My version goes further into the “push your luck” element, with a running score using progressive rewards/punishments depending on how far under or over you were. Additionally, I made the buttons dynamically appear and disappear depending on context. This is just a simple demo to practice core JS skills, but I keep playing the game. I might revisit this down the road and see if I can turn it into a simple phone app. I have no idea how to do that, but have always wanted to learn how.

See the Pen Blackjack Game | Learn JavaScript by crossinguard (@crossinguard) on CodePen.

Password Generator

Solo project for the second set of practice problems. The starting point was another Figma file, which I tried to faithfully reproduce without chasing pixel perfection. The “required” functionality was to generate two random 15-character passwords. I set up my JS functions to be flexible for any length of password, but did not work that into the larger logic as I didn’t want to get too bogged down here. To help focus on JS’s interaction with CSS, I focused on button and cursor states depending on if passwords have been generated. Additionally, I went on a stretch goal journey to make the passwords copy to the user’s clipboard upon clicking on either of the passwords. Looking over how my password manager of choice BitWarden handles their generator, I am pretty confident I could fully recreate the same functionality. Good stuff.

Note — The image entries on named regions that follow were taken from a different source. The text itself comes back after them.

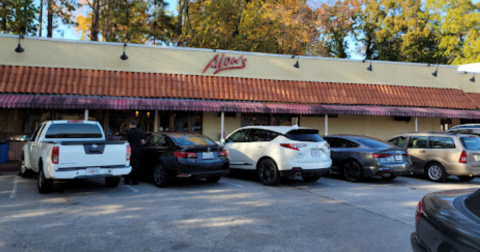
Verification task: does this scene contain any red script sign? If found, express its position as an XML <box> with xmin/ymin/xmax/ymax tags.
<box><xmin>202</xmin><ymin>53</ymin><xmax>247</xmax><ymax>74</ymax></box>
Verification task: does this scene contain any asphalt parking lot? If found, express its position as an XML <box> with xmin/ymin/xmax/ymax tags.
<box><xmin>0</xmin><ymin>172</ymin><xmax>480</xmax><ymax>252</ymax></box>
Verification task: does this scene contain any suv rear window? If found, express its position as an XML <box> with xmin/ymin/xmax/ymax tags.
<box><xmin>285</xmin><ymin>129</ymin><xmax>323</xmax><ymax>142</ymax></box>
<box><xmin>168</xmin><ymin>134</ymin><xmax>216</xmax><ymax>146</ymax></box>
<box><xmin>465</xmin><ymin>190</ymin><xmax>480</xmax><ymax>218</ymax></box>
<box><xmin>45</xmin><ymin>123</ymin><xmax>102</xmax><ymax>138</ymax></box>
<box><xmin>460</xmin><ymin>137</ymin><xmax>480</xmax><ymax>150</ymax></box>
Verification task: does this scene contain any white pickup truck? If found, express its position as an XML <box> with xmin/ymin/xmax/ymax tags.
<box><xmin>20</xmin><ymin>121</ymin><xmax>131</xmax><ymax>193</ymax></box>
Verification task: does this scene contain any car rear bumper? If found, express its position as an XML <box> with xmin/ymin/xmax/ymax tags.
<box><xmin>279</xmin><ymin>168</ymin><xmax>330</xmax><ymax>177</ymax></box>
<box><xmin>410</xmin><ymin>232</ymin><xmax>431</xmax><ymax>252</ymax></box>
<box><xmin>50</xmin><ymin>166</ymin><xmax>132</xmax><ymax>179</ymax></box>
<box><xmin>445</xmin><ymin>163</ymin><xmax>480</xmax><ymax>177</ymax></box>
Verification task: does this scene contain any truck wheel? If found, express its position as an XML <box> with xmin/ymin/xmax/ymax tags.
<box><xmin>18</xmin><ymin>154</ymin><xmax>32</xmax><ymax>178</ymax></box>
<box><xmin>153</xmin><ymin>163</ymin><xmax>168</xmax><ymax>187</ymax></box>
<box><xmin>302</xmin><ymin>174</ymin><xmax>322</xmax><ymax>182</ymax></box>
<box><xmin>37</xmin><ymin>167</ymin><xmax>53</xmax><ymax>193</ymax></box>
<box><xmin>206</xmin><ymin>176</ymin><xmax>220</xmax><ymax>183</ymax></box>
<box><xmin>105</xmin><ymin>177</ymin><xmax>120</xmax><ymax>188</ymax></box>
<box><xmin>257</xmin><ymin>159</ymin><xmax>281</xmax><ymax>186</ymax></box>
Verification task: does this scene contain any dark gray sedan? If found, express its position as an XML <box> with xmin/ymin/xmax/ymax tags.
<box><xmin>324</xmin><ymin>135</ymin><xmax>413</xmax><ymax>182</ymax></box>
<box><xmin>411</xmin><ymin>189</ymin><xmax>480</xmax><ymax>252</ymax></box>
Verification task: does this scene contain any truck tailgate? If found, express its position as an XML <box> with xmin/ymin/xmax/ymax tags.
<box><xmin>58</xmin><ymin>141</ymin><xmax>129</xmax><ymax>168</ymax></box>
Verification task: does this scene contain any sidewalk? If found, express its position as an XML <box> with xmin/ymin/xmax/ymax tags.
<box><xmin>0</xmin><ymin>161</ymin><xmax>19</xmax><ymax>174</ymax></box>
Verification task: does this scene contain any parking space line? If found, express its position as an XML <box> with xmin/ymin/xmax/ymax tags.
<box><xmin>220</xmin><ymin>180</ymin><xmax>243</xmax><ymax>187</ymax></box>
<box><xmin>125</xmin><ymin>185</ymin><xmax>139</xmax><ymax>192</ymax></box>
<box><xmin>10</xmin><ymin>176</ymin><xmax>18</xmax><ymax>199</ymax></box>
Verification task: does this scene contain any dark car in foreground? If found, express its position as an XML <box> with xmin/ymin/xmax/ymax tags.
<box><xmin>139</xmin><ymin>132</ymin><xmax>230</xmax><ymax>187</ymax></box>
<box><xmin>411</xmin><ymin>189</ymin><xmax>480</xmax><ymax>252</ymax></box>
<box><xmin>324</xmin><ymin>135</ymin><xmax>412</xmax><ymax>182</ymax></box>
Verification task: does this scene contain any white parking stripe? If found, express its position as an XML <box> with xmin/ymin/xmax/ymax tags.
<box><xmin>125</xmin><ymin>185</ymin><xmax>139</xmax><ymax>192</ymax></box>
<box><xmin>10</xmin><ymin>176</ymin><xmax>18</xmax><ymax>199</ymax></box>
<box><xmin>220</xmin><ymin>180</ymin><xmax>243</xmax><ymax>187</ymax></box>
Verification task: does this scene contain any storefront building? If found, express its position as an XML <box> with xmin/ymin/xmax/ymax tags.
<box><xmin>0</xmin><ymin>35</ymin><xmax>480</xmax><ymax>159</ymax></box>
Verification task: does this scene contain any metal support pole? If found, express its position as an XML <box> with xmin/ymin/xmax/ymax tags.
<box><xmin>415</xmin><ymin>117</ymin><xmax>418</xmax><ymax>132</ymax></box>
<box><xmin>325</xmin><ymin>114</ymin><xmax>328</xmax><ymax>136</ymax></box>
<box><xmin>220</xmin><ymin>111</ymin><xmax>225</xmax><ymax>139</ymax></box>
<box><xmin>153</xmin><ymin>110</ymin><xmax>160</xmax><ymax>132</ymax></box>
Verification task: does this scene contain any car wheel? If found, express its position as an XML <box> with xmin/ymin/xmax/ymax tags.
<box><xmin>206</xmin><ymin>176</ymin><xmax>220</xmax><ymax>183</ymax></box>
<box><xmin>37</xmin><ymin>167</ymin><xmax>53</xmax><ymax>193</ymax></box>
<box><xmin>425</xmin><ymin>163</ymin><xmax>448</xmax><ymax>182</ymax></box>
<box><xmin>18</xmin><ymin>154</ymin><xmax>32</xmax><ymax>178</ymax></box>
<box><xmin>153</xmin><ymin>163</ymin><xmax>168</xmax><ymax>187</ymax></box>
<box><xmin>302</xmin><ymin>174</ymin><xmax>322</xmax><ymax>182</ymax></box>
<box><xmin>343</xmin><ymin>160</ymin><xmax>363</xmax><ymax>182</ymax></box>
<box><xmin>457</xmin><ymin>176</ymin><xmax>475</xmax><ymax>181</ymax></box>
<box><xmin>257</xmin><ymin>159</ymin><xmax>281</xmax><ymax>186</ymax></box>
<box><xmin>105</xmin><ymin>177</ymin><xmax>120</xmax><ymax>188</ymax></box>
<box><xmin>382</xmin><ymin>176</ymin><xmax>398</xmax><ymax>181</ymax></box>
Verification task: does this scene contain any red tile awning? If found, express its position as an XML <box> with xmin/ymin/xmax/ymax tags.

See the Pen Password Generator | Learn JavaScript by crossinguard (@crossinguard) on CodePen.

Chrome Extension

This time the focus was on turning a simple web app into a Chrome extension. I made very little changes to the meaningful parts of this, but made sure to do my standard upgrades for logical CSS properties, variables, and prioritizing rem over px units. Note, this uses the Google Chrome API and requires a manifest file, so this doesn’t really work as a functional Codepen demo.The idea is the extension can store a list of URLs, with the option to either manually enter URLs or to pull automatically from the current active tab. This was my first foray into local storage and I am excited to keep building on these skills.

See the Pen Chrome Extension | Learn JavaScript by crossinguard (@crossinguard) on CodePen.

Unit Converter

Solo project for the third set of practice problems. The starter Figma file had a light and dark mode, but I chose to only build the light version. I am feeling pretty confident in my HTML and CSS abilities for these basic layouts so want to keep my focus on the JS. Like with the password app, I tried to be faithful to the design while not counting pixels. There are a ton of upgrades I would love to make to this app, but am hungry for more so am moving on.